Even interventions designed specifically to decrease burnout are often linked only to moderate improvement.8 Most studies of burnout suggest that both an individual and organization-level approach are needed.9 A recent meta-analysis of burnout intervention found that few interventions focused specifically on primary care practice, and that interventions which focused more on organizational-directed, as opposed to physician-directed, were most effective.8 It may not be the content of the transformation intervention itself that matters but rather the effectiveness with which the transformation is implemented. In other words, simply engaging or not engaging in a transformation initiative may have little impact on perceptions such as burnout; however, the way that the initiative is carried out may make all the difference.

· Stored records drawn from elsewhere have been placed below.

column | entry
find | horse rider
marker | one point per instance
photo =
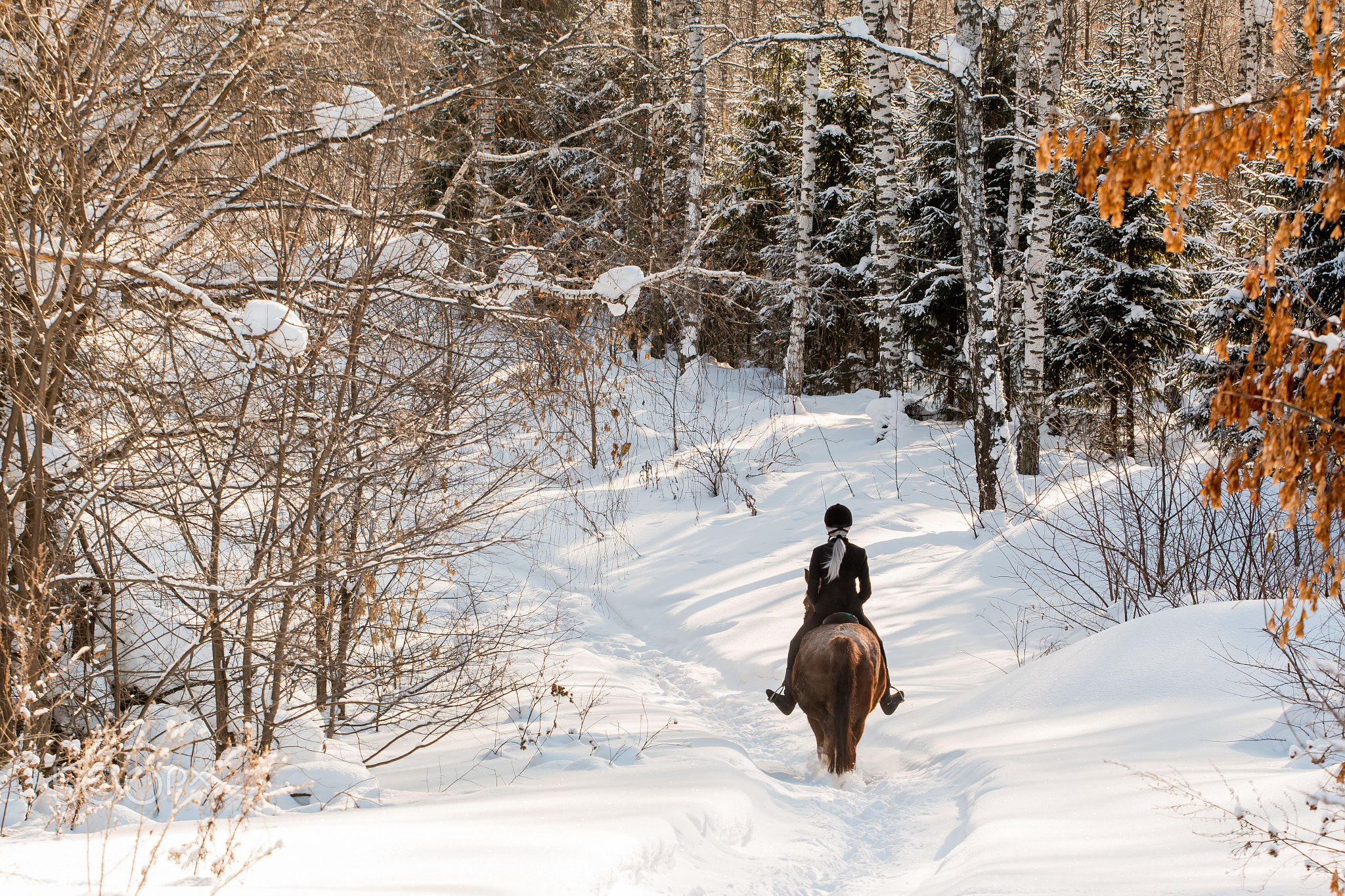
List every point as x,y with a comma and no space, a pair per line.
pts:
835,571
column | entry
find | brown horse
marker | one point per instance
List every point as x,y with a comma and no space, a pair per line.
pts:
837,683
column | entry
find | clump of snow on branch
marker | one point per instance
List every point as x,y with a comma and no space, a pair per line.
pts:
957,55
277,324
883,414
358,110
853,27
619,288
516,276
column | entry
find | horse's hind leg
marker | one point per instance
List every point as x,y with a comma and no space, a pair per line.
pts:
821,734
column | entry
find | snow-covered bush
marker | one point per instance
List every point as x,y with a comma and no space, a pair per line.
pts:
1132,538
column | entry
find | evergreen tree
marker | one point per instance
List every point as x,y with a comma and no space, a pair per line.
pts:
1121,305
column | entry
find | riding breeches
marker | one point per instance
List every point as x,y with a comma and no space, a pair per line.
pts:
814,620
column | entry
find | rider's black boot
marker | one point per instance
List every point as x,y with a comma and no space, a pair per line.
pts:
783,699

Our own work evaluating the effectiveness of a large-scale health care delivery transformation in Veterans Health Administration has led us to identify specific aspects of how a transformation is implemented that significantly impact the work experiences of front-line physicians and other employees.10 Our work also points to the high rates of burnout in clinical staff in addition to physicians, including nurse practitioners, nurses and clerical staff. Yet, burnout is reduced under three conditions: guidance by supportive leadership, provision of adequate resources, and facilitation of effective teamwork.10, 11 Supportive leaders ensure open communication and engage front-line providers and other staff in transformation initiatives by integrating new practices with ongoing clinic procedures. One of the most critical resource these leaders provide is adequate staff that helps assure those carrying out the transformation are not overburdened by the need not only to provide care to patients but also to learn new skills and implement change. Developing stable teams that work together and support one another to share the burdens of implementing change also helps reduce individual stress and change fatigue. In short, successful implementation of a transformation initiative requires significant time and effort, and those charged with carrying out changes experience stress and burnout when new burdens are added to ongoing duties without additional time and resources to learn and enact new behaviors. Thus, organizations need to consider the work experience of physicians and other primary care team members as they seek to transform health care delivery. When effects on the well-being and engagement of healthcare workers are not taken into account, a likely result is frustration and quite possibly an initiative that ends up making things worse.